Dalam Surat Pelepasan Hak (SPH) yang dilampirkan dalam BAST, pihak pengembang justru mencantumkan luas lahan yang dilepas hanya seluas 12 hektar atau terdapat selisih 14 hektar dari luas lahan yang seharusnya diserahkan Agung Podomoro. "Itu pembohongan publik," ujar Prijanto.
Potensi kerugian negara akibat pembohongan lahan BMW yang sudah masuk aset Pemprov DKI itu ditaksir mencapai Rp737 miliar. Ironisnya, sambung Prijanto, lima bidang tanah yang diserahkan pengembang PT Agung Podomoro sebagai kewajiban fasos dan fasum kepada Pemprov DKI itu bukan berada di lahan yang seharusnya dibangun. Menurut Prijanto, dari lima bidang tanah berdasarkan BAST dan SPH, kelimanya juga tidak beres. "Lima bidang tanah itu diklaim dibeli oleh pengembang dari orang berbeda, namun kenyataannya, lima-limanya tidak jelas," ujar Prijanto.
Ia merinci, bidang tanah pertama dari orang yang bernama Kesuma, seluas 33.131 meter persegi di Kelurahan Sunteragung, namun anak Kesuma membantah tanda tangan bapaknya dan bahkan mengaku tidak memiliki tanah tesebut.
Bidang tanah kedua adalah tanah dari Annie Sumanti seluas 6.277 meter persegi di Sunteragung. Namun Anie adalah tokoh fiktif karena nomor KTP Annie Susanti adalah KTP palsu dan tidak tercatat di Dinas Kependudukan DKI Jakarta.
Bidang tanah ketiga adalah dari Dady Hamid, dengan luas 10.916 meter persegi, di Kelurahan Sunteragung. Di hadapan notaris, Dady pun menyanggah punya tanah dan menjual tanahnya.
Lalu bidang tanah ke empat juga dari Dady Hamid seluas 11.290 di Kelurahan Papanggo, lagi-lagi Dady Hamid membantah punya tanah dan menjual tanahnya. "Yang paling parah itu bidang tanah ke lima, dinyatakan dijual dari Dr Soeyono seluas 60.614 hektar. Tidak ada lokasi persisnya, cuma ada tulisan di Rt 10 Rw 08 di Kelurahan Papanggo, kenyataannya, lokasi tidak ada.
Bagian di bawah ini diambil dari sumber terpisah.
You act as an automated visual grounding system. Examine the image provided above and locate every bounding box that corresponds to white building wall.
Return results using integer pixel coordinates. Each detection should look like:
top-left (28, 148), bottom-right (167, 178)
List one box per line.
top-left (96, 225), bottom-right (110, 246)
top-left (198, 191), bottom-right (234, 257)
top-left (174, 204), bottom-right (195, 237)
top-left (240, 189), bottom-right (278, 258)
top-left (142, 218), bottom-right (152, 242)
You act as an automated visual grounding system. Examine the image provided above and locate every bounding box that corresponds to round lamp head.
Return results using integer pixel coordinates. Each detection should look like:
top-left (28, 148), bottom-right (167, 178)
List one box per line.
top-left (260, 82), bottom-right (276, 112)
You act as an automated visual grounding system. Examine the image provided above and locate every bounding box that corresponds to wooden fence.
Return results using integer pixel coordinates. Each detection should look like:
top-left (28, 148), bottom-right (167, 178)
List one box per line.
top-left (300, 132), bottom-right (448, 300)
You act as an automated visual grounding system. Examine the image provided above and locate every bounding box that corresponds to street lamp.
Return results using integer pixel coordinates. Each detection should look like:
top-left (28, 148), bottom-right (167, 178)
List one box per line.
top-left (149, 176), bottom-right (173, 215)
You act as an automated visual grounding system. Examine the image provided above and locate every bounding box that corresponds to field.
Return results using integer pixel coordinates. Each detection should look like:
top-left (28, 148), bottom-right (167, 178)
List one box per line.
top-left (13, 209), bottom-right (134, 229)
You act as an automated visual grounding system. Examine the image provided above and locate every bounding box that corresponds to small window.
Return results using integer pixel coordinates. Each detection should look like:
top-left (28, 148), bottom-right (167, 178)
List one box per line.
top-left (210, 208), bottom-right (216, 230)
Istri Soeyono juga membantah memiliki tanah dan menjual tanah," tuturnya.
Dengan demikian, kata Prijanto, semua SPH adalah fiktif. "Sudah SPHnya fiktif, Jumlah luas tanah juga berbeda (SPH hanya 122.288 meter dan BAST 265.395 meter), letak tanahnya bukan di taman BMW, jadi aset Pemprov DKI di Taman BMW adalah aset fiktif," tegas Prijanto.
Menurut Prijanto, orang yang paling bertanggung jawab dalam kasus Stadion BMW adalah mantan Gubernur DKI yang sekaligus bekas koleganya, Fauzi Bowo alias Foke dan Sutiyoso alias Bang Yos serta Triahatma K Haliman, Direktur Utama sekaligus pemilik PT Agung Podomoro Land.
"Berita acara serah terima lahan ditandatangani pada 8 Juni 2007, pada 7 Oktober 2007 ada pergantian Gubernur dan Wagub, berarti pelaksana berita acara serah terima itu adalah gubernur yang baru pada saat itu," ujar Prijanto. Menurut Prijanto, Foke dan Sutiyoso dianggap harus bertanggung jawab karena keduanya ikut menandatangani sejumlah dokumen tanah BMW yang bermasalah itu pada rentang waktu 2007-2008.